At Coolblue, we want to do things every day a bit better. The same holds for our UX team, which grew from 7 to 14 members in the last eight months. We want to make our websites clear, useful and easy to use. But we also want people to experience pleasure and delight while using our websites. For this, it is essential to understand the behavior, context and needs of customers in more detail. And that is where UX research comes into play.
A lot has been written about UX research and how to do that optimally. However, there is no standard or best way of doing it. It depends on the product, the teams, the process, the organisation and so on. You need to find the way of testing that fits the organisation. In this post I want to share some background on how we do research at Coolblue and what we have learned.
The way of testing
One challenge we faced was how to integrate user tests into different phases of the design process. We know that testing earlier makes the design process more efficient. Also, it helps identifying main UX issues even before the development starts. On the other hand, this means also testing more often and asking extra time from team members to follow the sessions.

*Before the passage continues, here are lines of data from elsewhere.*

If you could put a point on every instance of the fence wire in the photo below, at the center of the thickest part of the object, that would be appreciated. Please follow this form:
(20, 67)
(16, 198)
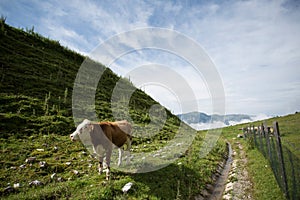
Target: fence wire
(285, 165)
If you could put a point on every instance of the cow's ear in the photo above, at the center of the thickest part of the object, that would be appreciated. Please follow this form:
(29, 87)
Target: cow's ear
(91, 127)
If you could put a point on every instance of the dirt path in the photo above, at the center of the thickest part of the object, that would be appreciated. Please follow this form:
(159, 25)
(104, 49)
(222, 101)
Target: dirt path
(232, 180)
(238, 184)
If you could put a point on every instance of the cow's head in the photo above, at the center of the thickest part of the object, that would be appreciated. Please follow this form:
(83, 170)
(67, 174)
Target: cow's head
(84, 127)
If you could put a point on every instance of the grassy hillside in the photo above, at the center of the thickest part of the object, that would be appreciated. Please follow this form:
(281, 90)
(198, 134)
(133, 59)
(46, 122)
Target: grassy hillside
(36, 81)
(265, 185)
(37, 77)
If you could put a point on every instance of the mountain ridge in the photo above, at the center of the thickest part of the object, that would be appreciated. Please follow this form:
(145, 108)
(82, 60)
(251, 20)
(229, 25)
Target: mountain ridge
(201, 117)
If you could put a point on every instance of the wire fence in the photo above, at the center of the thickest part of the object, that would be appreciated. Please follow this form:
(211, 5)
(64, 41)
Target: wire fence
(285, 164)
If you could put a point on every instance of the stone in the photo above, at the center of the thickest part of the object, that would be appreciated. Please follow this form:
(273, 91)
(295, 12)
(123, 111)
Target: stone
(30, 160)
(35, 183)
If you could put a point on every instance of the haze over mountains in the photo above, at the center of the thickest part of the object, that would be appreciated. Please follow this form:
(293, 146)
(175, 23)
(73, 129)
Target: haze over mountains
(202, 121)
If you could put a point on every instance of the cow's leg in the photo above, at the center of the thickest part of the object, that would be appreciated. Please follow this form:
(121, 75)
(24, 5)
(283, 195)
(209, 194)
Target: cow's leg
(100, 152)
(100, 167)
(108, 155)
(120, 156)
(128, 151)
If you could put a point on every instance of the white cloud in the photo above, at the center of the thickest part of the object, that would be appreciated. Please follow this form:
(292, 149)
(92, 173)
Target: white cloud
(254, 44)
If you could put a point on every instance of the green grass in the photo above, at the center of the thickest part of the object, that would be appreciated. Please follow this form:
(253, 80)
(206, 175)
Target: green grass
(182, 179)
(265, 184)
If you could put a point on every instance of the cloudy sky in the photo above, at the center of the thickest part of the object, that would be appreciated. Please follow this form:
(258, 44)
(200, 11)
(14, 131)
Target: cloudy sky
(254, 45)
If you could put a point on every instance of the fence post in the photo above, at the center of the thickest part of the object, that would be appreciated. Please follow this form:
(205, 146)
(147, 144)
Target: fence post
(281, 160)
(262, 135)
(268, 142)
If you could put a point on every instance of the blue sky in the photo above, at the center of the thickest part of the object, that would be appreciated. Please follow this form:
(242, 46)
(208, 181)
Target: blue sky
(255, 45)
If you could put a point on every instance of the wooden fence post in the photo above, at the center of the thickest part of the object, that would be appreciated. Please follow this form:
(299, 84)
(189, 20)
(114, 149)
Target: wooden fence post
(281, 160)
(268, 141)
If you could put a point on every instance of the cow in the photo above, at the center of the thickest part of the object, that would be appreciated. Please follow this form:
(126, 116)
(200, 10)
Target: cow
(103, 136)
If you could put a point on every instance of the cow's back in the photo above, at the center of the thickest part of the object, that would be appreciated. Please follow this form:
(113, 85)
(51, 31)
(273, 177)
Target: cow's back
(114, 133)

Our first step was to figure out the best frequence and way of testing that could fit within Coolblue. We started with trying two frequencies; every 2 or 4 weeks. Also we experimented with the number of participants; 3 – 6.
The main learnings were:
- Effort vesus gain. After the first few studies we learned that testing once a month with 5 participants fits best with our current process and teams. Testing every sprint is too frequent. We would have to invest a lot of time and effort without enough new insights.
- Sketching and prototyping. Introduction of more frequent tests stimulates the team to think more spontaneously about the user needs when designing. It also stimulates the teams to sketch and prototype new ideas more often.
- Iterative testing. Since we test more often, we can test prototypes iteratively. This way we can test whether the redesign solves the observed issues. And this was not always the case, illustrating the importance of iterative testing.
- Pragmatic testing. In addition to the regular UX studies we observed the need for more pragmatic, small tests. For example, tests with users in the shop or with some colleagues who are not directly involved in the project. Of course we do not use this kind of tests for making important decisions or for answering difficult questions. We are critical about the conclusions we can draw. However, these pragmatic tests are sufficient for gathering fast input for discussions in the team. Also, they help to see quickly whether an interaction works or to shed some new unbiased light on the project. Involving the user in the process does not have to be always expensive and time consuming. It all depends on your questions and the kind of data you want to gather.
The focus of UX research
With the regular monthly UX studies we are mainly focusing on validating our ideas and designs. The aim is to to optimize our work based on direct user input. It is very nice that we are doing that more often in the last months. However, this is not enough for understanding the whole spectrum of customer behavior and needs. Neither it is enough for identifying and understanding the main areas of improvement.
In addition to these regular tests, we are also focusing on:
- Personas and customer journey. In a recent project, we used insights from interviews with customers to create personas and to map the customer journey. These can help us to prioritize issues and to continuously relate designs to the overall context of user behaviour. Also, we will use them as a facilitator for involving different teams in the design process. This helps to create a common ground for starting a discussion or a new project. Feel free to share your experience with personas and customer journeys in your projects. We just started using them.
- Broad insight studies. Parallel to our running projects, we do a more broad insight study every 2 to 3 months. In this study we focus on a specific topic that will become relevant in the upcoming period. For example, in our last study we focussed on behaviour and needs of customers while shopping on mobile. Data from these studies give input for vision and strategy, helping us to match the customer needs with the business goals.
- Combining different sets of data. We experience that quantitative data usually are very convincing to stakeholders. However, sometimes the A/B tests or Google analytics data give strong quantitative insights but without a context. The advantage of working within a large organisation is that we have specialists in both the qualitative as quantitative domain. We don’t have to guess about the explanations. We can gain user insights during UX studies in order to find out the ‘why’ behind the observed quantitative data. The challenge for us is to combine these data more often.
UX research at Coolblue is just starting to feel as a part of the Coolblue way of working. We have sown the seeds and now we are working hard to make them grow.
Feel free to share your experience with integrating UX research within your organisation.